# Exploratory Data Analysis for Cab Investment Project, by Vinicius Brun, 2024

## What is the business problem?
    The business problem is to determine the best cab company for investment: pink company vs yellow company. 
    To do that, I research for references about techniques to compare two companies and found Ratio Analysis (Chen, 2023). These are a series of quantitaive indicators used by investor to compare companies.
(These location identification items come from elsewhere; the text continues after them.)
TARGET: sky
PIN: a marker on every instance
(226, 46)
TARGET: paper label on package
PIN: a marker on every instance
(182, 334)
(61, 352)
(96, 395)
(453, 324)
Not all of them can be used with our data, but some of them can:
    - Net Profit Margin = Net Profit ⁄ Total Revenue x 100
    - Operating Margin Ratio = Net Operating Income / Total Revenue 
    [Net Operating Income = Gross Income - Operating Expenses]

    Other ratios that could be calculated with more financial data are: Price-to-Earnings Ratio, Return on Assets Ratio and Return on Equity Ratio. 

    Another important analysis is about the taxi market. Recently ride share apps have become proeminent worldwide, but data indicates that the cab market remains strong (Statista, 2024). Research indicates that these two categories appeal to different customers.
    "Young people may be gravitating towards ride-sourcing because it presents a cost advantage over conventional taxis and is much more convenient in terms of service delivery. However, their use of ride-hailing services does not seem to be significant enough for it to be a threat to conventional taxis since few reported using their apps as their primary mode of transport or with high regularity (less than 2 weeks). Respondents tended to use ride-sourcing services for trips which were more social and were more likely to use them on trips during weekends, further demonstrating its limited use" (Dzisi et al., 2020).

    This indicates that, even though lyft apps have gained stagering proporitons, taxi companies are still relevant for investment. 
    
    In this exercise, we used data from 2016 to 2018, before the COIVD-19 outbreak, so we will not be considering the pandemic in the analysis. 
    
## References:
Chen, J. (2023, March 23). How does ratio analysis make it easier to compare different companies? Investopedia. https://www.investopedia.com/ask/answers/032315/how-does-ratio-analysis-make-it-easier-compare-different-companies.asp
Dzisi, E. K., Ackaah, W., Aprimah, B. A., & Adjei, E. (2020). Understanding demographics of ride-sourcing and the factors that underlie its use among young people. Scientific African, 7, e00288. https://doi.org/10.1016/j.sciaf.2020.e00288
Meng, Chuan & Kaiyrbayeva, Ainur. (2024). FACTORS INFLUENCING THE DECISION TO INVEST. Izdenister natigeler. 566-572. 10.37884/2-2024/55.
Statista. (2024). Taxi - United States | Statista Market Forecast.https://www.statista.com/outlook/mmo/shared-mobility/taxi/united-states#revenue


In [2]:
# Import files

import pandas as pd

cab_data = pd.read_csv("DataSets/Cab_Data.csv")
transaction_data = pd.read_csv("DataSets/Transaction_ID.csv")
customer_data = pd.read_csv("DataSets/Customer_ID.csv")
city_data = pd.read_csv("DataSets/City.csv")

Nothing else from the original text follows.